On the other hand, we fully expect the forest to explore the ecological issues surrounding properly functioning condition, the historic range of variability, and how the proposal will meet those conditions.

These forests are defined by fire and natural disturbance regimes and clearly become dysfunctional when disturbed and managed by forest management techniques. Beetles are a natural component of the forest systems in this project area including high levels of beetle infestations and the resultant conifer mortality.

We are sure the forest will honestly discuss the impacts of twelve miles of proposed temporary roads by noting the roads will likely be accessible and on the ground for numerous decades while timber sales are made and harvested, making them far more than temporary!

We are sure the district will discuss the unique value of dead and dying forest stands to ecosystem function and to so many forest critters from birds to wildlife to insects.

We are sure they won’t try to convince us that harvesting mimics fire disturbance!

We are sure the forest will clearly note that timber harvesting undermines many ecosystem benefits, removes important biological legacies, and runs counter to inherent forest ecosystem health.

We are sure the forest will clearly note the impacts of additional fragmentation to terrestrial and avian wildlife species.

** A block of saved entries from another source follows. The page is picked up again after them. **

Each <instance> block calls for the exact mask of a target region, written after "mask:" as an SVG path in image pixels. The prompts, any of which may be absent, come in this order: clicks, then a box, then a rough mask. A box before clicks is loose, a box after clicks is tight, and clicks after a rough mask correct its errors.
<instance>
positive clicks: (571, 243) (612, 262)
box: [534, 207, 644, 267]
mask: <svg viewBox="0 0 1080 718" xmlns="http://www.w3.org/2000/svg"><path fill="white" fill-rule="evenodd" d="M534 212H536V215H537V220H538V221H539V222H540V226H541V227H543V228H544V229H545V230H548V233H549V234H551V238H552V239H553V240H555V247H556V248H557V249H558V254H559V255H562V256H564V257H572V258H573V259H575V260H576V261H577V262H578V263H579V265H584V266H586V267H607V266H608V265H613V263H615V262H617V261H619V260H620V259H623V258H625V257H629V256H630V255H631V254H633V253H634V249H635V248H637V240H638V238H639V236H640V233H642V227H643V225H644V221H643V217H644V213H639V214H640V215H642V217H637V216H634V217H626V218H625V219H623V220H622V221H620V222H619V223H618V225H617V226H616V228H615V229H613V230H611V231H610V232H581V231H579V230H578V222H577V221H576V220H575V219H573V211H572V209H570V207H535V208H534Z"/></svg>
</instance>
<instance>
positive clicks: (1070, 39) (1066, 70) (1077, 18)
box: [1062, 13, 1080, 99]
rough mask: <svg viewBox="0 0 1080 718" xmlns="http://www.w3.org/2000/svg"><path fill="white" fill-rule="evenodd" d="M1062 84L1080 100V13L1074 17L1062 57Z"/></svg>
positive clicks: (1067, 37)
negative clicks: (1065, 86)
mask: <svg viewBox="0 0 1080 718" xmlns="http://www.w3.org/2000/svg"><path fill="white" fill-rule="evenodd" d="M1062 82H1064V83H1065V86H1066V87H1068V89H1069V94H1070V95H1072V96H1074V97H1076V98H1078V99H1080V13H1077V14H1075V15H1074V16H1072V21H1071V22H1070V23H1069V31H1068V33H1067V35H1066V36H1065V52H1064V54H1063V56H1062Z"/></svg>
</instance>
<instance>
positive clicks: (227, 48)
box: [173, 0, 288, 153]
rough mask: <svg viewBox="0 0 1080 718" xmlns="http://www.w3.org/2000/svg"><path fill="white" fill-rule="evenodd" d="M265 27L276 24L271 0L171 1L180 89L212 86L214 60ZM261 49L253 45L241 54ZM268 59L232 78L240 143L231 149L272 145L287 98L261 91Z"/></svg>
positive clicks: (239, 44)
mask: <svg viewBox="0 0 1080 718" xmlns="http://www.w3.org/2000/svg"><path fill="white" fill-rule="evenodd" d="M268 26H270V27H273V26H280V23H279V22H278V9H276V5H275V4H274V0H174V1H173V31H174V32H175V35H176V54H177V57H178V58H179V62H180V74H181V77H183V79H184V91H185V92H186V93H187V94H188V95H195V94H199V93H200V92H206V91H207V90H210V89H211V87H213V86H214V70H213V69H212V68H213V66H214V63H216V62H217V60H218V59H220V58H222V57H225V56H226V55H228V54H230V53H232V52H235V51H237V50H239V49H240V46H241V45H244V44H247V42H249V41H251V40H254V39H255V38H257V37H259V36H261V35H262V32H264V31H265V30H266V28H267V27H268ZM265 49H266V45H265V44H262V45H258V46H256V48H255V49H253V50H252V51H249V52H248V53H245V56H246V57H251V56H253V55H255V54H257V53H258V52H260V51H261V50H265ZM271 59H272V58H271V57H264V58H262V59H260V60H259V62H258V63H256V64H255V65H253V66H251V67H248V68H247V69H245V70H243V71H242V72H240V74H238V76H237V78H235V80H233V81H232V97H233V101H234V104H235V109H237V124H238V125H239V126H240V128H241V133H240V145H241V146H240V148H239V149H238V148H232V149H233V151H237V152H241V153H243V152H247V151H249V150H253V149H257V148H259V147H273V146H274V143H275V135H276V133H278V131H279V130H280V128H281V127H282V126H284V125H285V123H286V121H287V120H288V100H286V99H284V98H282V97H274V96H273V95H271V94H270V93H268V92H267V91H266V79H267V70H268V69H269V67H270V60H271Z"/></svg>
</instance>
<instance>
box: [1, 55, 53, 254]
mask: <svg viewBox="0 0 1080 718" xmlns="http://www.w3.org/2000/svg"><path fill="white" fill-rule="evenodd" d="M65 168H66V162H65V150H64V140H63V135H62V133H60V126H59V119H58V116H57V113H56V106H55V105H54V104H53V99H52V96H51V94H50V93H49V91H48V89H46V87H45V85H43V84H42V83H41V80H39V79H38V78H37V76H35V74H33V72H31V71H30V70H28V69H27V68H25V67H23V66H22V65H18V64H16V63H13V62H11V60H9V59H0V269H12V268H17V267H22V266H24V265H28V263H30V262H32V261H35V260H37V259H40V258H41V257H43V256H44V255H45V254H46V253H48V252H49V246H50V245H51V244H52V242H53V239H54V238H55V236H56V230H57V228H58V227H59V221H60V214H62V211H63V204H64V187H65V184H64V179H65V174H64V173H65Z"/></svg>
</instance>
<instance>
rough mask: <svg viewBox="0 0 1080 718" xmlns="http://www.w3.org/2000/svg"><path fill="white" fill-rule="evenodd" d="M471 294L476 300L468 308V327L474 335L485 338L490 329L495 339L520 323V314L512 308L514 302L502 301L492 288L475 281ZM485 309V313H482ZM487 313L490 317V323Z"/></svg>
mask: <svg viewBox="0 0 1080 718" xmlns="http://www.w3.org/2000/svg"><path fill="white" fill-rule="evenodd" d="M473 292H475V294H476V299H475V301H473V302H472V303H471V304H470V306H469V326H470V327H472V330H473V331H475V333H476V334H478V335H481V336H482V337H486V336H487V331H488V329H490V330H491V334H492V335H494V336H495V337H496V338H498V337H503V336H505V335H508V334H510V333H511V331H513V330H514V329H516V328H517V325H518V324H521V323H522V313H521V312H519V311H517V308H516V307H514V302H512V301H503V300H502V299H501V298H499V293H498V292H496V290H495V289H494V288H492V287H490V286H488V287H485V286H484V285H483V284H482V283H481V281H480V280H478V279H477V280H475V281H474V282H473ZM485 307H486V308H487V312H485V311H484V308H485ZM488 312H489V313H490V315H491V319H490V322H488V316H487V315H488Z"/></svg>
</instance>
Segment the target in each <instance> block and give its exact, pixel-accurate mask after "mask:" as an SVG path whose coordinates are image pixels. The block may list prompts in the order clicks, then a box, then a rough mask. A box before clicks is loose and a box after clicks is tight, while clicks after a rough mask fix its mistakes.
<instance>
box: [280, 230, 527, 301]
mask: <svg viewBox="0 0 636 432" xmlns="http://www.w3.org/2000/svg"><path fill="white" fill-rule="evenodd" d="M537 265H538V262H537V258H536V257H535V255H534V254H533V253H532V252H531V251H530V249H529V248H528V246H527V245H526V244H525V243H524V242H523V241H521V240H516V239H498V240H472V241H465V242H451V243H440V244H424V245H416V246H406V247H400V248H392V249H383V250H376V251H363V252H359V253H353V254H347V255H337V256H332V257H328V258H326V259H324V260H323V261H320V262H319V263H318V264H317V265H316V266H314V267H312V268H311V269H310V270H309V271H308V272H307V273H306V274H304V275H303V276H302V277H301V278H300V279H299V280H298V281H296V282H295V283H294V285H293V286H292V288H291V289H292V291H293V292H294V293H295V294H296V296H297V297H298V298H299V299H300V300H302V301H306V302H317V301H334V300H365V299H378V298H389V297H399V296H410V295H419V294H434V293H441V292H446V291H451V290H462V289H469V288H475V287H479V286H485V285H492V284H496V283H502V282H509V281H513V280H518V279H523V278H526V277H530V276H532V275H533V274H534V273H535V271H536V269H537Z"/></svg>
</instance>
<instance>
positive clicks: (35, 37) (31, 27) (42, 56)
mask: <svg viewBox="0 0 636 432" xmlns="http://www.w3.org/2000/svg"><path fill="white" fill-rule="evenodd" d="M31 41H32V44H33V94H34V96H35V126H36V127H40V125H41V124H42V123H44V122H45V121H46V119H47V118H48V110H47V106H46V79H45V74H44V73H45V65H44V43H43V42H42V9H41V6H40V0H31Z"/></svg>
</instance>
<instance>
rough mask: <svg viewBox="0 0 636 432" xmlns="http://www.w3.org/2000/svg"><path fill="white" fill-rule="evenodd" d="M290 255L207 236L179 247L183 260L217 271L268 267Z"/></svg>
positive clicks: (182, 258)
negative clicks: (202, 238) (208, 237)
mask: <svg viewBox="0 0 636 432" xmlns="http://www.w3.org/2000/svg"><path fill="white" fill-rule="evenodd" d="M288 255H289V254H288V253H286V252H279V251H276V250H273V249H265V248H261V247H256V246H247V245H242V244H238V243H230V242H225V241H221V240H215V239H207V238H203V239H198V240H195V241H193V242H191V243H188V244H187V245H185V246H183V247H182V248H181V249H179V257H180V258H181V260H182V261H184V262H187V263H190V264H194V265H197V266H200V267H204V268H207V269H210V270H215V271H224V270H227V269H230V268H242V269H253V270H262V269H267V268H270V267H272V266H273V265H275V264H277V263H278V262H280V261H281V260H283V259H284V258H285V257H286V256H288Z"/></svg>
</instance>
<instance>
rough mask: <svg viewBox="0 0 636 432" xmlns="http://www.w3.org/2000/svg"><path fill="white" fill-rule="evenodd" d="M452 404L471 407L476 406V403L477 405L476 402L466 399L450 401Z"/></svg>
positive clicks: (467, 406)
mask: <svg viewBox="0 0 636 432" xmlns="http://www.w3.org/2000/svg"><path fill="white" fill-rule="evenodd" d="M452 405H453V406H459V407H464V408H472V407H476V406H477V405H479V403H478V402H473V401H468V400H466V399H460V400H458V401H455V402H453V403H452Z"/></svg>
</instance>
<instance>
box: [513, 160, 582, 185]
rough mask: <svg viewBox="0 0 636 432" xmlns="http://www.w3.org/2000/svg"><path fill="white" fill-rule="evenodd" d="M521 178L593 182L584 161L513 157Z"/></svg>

We are sure the forest will recognize that goshawk and a host of other species survive perfectly well in natural forest settings and have no inherent need for timber harvesting to survive.

We are sure the forest will recognize the values of unmanaged forests.

We are sure the district will recognize the harvesting on the East Fork Blacks Fork and the mouth of the Middle Fork will significantly alter the sense of a primitive setting important to recreational users in the drainage as they wind up the road to the trailhead(s) and its rustic campground.

We are sure the forest will not overstate fuel loads in a forest system dependent upon and defined by fuel loads as the forest itself is a fire dependent and disturbance dependent forest. We are sure they will recognize there is no inherent risk associated with fuel loading in these forests since such a condition is inherent to these forest systems.

Wouldn’t it actually be nice to be sure the forest will do a meaningful review, not just get out the cut?